ADAM: Fast, Scalable Genome Analysis
Frank Nothalf, UC Berkeley
Friday, February 17th
12:00N - 1:00PM
Clark S361 - Lunch provided
Abstract: The detection and analysis of rare genomic events requires integrative analysis across large cohorts with terabytes to petabytes of genomic data. Contemporary genomic analysis tools have not been designed for this scale of data-intensive computing. This talk presents ADAM, an Apache 2 licensed library built on top of the popular Apache Spark distributed computing framework. ADAM is designed to allow genomic analyses to be seamlessly distributed across large clusters, and presents a clean API for writing parallel genomic analysis algorithms. In this talk, we’ll look at how we’ve used ADAM to achieve a 3.5× improvement in end-to-end variant calling latency and a 66% cost improvement over current toolkits, without sacrificing accuracy. We will also talk about using ADAM alongside Apache Hbase to interactively explore large variant datasets.
Bio: Frank Austin Nothaft is a PhD candidate in Computer Science at UC Berkeley. His research uses large scale commodity computing systems to process scientific data. Frank works with Professors David Patterson and Anthony Joseph in the AMPLab and the ASPIRE lab.

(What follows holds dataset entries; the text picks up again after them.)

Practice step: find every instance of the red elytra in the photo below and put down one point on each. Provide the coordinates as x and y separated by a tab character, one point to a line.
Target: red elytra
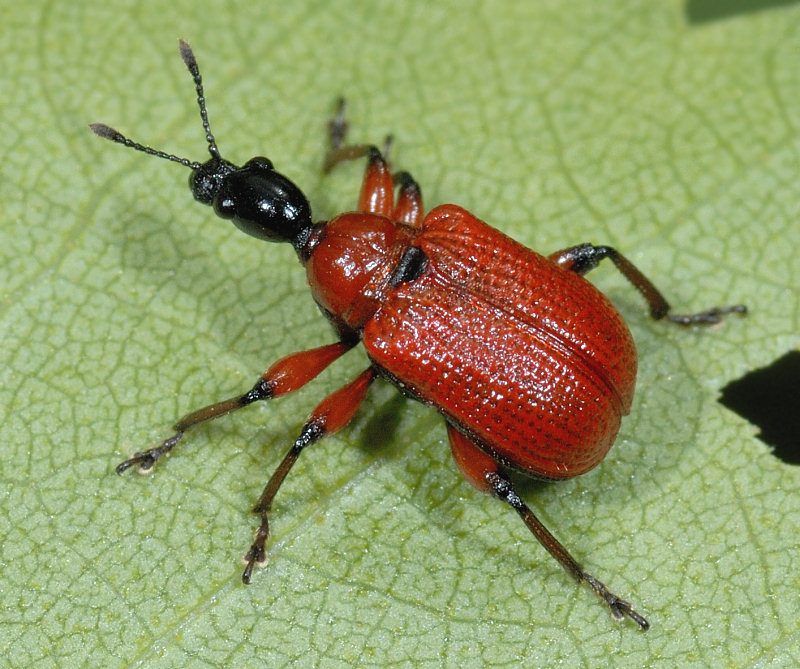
530	365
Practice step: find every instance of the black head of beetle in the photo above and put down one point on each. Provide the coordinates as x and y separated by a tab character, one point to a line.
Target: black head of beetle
257	199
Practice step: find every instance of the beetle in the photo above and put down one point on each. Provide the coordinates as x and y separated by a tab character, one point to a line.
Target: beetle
530	365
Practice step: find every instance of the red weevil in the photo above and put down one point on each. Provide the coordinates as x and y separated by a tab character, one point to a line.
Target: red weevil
530	365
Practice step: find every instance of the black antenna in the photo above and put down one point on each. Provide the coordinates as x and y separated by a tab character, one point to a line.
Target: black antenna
107	132
191	63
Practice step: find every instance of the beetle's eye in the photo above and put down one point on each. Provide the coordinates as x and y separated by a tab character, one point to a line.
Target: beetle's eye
225	207
260	163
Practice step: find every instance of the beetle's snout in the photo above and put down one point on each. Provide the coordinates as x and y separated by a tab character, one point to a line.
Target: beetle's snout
258	200
206	180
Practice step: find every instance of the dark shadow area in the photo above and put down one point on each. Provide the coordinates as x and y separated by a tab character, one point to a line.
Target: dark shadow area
770	399
704	11
382	424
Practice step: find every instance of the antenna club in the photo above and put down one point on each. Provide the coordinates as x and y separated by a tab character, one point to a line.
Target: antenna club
187	54
106	132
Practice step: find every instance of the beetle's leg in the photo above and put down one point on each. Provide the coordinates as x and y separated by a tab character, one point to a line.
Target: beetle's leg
408	208
332	414
487	475
377	189
585	257
285	376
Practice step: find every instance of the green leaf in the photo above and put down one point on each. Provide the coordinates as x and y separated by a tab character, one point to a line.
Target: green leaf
126	305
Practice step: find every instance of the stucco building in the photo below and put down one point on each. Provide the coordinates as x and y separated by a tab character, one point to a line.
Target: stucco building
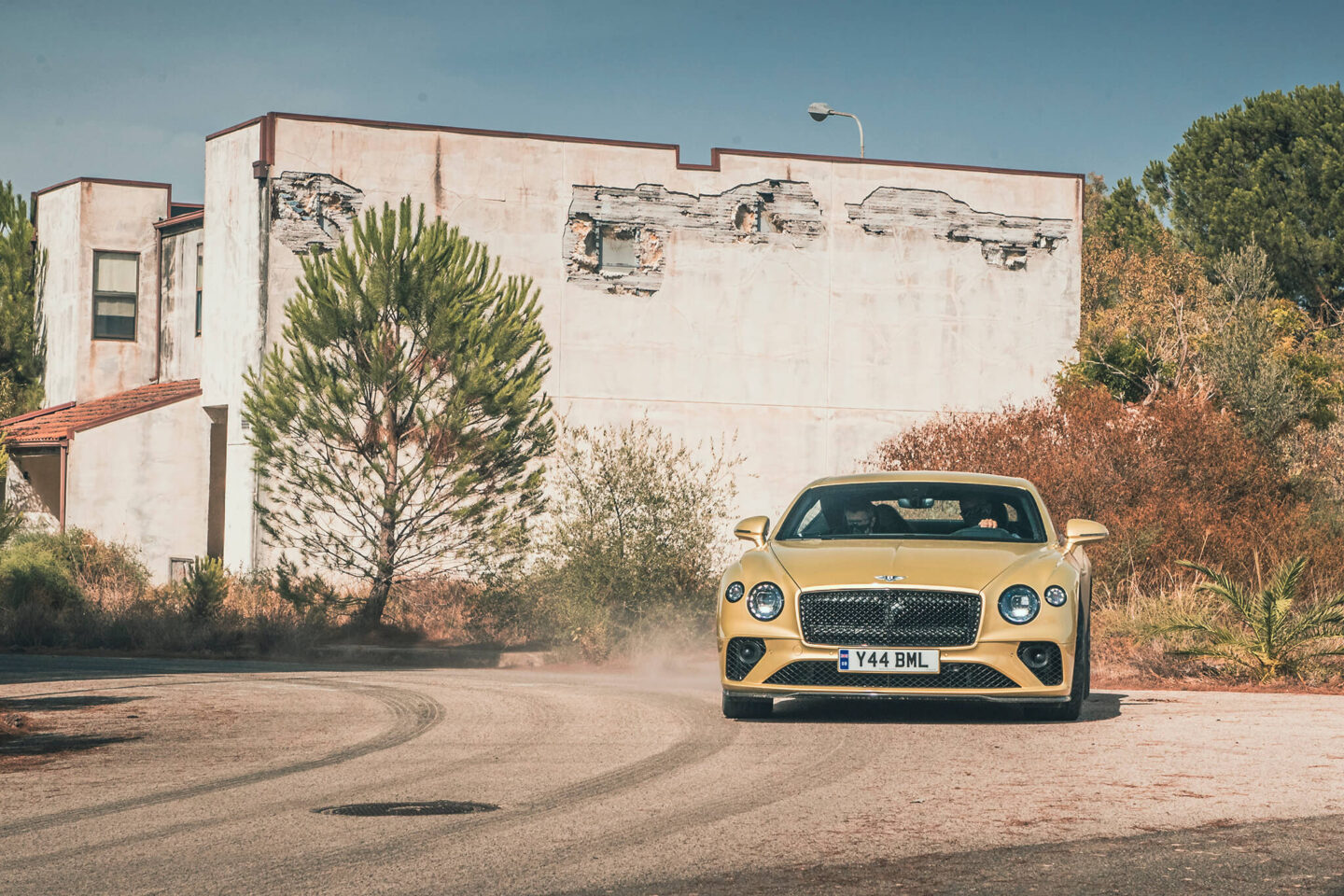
806	305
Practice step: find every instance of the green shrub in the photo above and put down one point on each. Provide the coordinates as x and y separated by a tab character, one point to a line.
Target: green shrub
206	587
636	541
30	575
101	568
311	595
1261	629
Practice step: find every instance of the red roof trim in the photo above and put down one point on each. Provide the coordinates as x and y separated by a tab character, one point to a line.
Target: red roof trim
186	217
151	406
715	155
60	424
38	413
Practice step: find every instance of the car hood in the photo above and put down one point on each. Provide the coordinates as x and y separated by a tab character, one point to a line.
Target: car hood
935	565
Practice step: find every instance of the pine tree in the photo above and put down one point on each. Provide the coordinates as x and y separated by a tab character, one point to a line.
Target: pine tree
399	426
21	269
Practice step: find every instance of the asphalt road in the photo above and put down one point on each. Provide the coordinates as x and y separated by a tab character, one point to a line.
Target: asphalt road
186	777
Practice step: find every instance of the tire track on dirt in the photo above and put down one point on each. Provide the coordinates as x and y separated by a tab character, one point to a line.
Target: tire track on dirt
695	746
842	759
413	715
532	704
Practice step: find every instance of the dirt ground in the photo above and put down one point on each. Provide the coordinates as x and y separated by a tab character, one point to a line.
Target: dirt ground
189	777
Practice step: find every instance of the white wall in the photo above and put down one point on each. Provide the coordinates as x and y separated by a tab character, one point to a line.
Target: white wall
231	321
180	348
811	348
74	222
141	480
58	234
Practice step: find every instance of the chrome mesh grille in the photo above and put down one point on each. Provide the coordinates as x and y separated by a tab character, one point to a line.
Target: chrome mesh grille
890	618
823	673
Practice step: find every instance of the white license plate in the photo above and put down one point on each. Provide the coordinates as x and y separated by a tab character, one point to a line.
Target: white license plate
907	661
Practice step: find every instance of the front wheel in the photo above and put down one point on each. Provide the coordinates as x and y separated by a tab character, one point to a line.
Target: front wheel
735	707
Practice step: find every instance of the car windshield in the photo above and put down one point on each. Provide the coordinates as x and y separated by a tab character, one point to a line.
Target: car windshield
952	511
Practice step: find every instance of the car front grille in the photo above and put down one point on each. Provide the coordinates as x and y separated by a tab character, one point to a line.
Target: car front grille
823	673
890	618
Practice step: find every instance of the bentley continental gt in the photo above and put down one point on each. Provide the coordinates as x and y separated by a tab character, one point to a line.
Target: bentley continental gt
910	584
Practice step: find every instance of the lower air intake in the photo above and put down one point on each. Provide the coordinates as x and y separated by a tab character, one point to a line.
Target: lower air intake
823	673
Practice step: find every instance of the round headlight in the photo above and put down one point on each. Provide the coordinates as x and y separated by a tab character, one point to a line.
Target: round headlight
766	601
1019	605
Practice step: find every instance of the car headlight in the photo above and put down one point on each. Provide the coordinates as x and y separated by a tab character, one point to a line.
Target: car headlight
766	601
1019	605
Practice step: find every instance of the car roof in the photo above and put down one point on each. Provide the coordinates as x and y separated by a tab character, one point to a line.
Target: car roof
925	476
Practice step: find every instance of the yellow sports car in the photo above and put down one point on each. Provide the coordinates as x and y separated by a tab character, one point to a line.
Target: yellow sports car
910	584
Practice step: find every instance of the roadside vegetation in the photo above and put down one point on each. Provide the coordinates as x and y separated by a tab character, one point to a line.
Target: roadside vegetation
1200	421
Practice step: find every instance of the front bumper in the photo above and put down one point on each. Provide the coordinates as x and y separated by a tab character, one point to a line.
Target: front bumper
986	670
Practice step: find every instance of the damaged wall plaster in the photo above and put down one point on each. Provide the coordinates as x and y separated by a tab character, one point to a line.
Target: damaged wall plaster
767	211
312	208
1005	241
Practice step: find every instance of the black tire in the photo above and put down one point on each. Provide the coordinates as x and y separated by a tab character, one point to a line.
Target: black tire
1072	708
735	707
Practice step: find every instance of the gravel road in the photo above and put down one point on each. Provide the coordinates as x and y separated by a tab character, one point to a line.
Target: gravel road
191	777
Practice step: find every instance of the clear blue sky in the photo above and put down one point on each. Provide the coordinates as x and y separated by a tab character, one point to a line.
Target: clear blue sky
129	88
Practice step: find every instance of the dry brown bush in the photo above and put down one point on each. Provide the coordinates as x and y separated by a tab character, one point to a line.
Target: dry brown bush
439	609
1172	480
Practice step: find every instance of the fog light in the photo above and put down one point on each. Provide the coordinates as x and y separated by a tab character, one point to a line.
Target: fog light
1019	605
766	601
750	651
1035	657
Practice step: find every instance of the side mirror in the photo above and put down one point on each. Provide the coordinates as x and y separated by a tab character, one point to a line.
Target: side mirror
753	529
1082	531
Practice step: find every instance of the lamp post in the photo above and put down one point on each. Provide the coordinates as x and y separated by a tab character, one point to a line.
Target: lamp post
820	112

From 2013 to 2016, Frank was supported by a NSF Graduate Research Fellowship. Frank received an MS in Computer Science from Berkeley in 2015. Prior to Berkeley, Frank was an IC Design engineer at Broadcom Corporation from 2011 until 2016, and his work focused on mixed-signal design automation. Before Broadcom, Frank received a Bachelors of Science with Honors in Electrical Engineering from Stanford University in 2011, where he was advised by Professor William J. Dally.
ABOUT THE SCGPM: The Stanford Center for Genomics and Personalized Medicine (SCGPM) seeks to advance genomic technology so that someday both genetic and molecular profiling will become powerful and routine tools for predicting disease risk and monitoring and treating a wide range of pathologies. Towards this mission, the SCGPM serves to centralize and develop collaborative intellectual and technological resources that promote genomic research and analysis, predict drug response, educate physicians, and examine the ethics of personalized medicine. This includes large basic science projects such as ENCODE that decipher the human genome as well as clinical research projects such as the sequencing of cancer genomes and individuals with inherited diseases. Through these efforts, the Center aims to bring genomics to the clinic.
For more information about the SCGPM, go to http://scgpm.stanford.edu.
The SCGPM supports the Genetics Bioinformatics Service Center, a SoM core facility for genomics research that provides a secure on-premise computing infrastructure, Google Cloud gateway, and bioinformatics consulting. The facilities are available to all faculty members at Stanford University.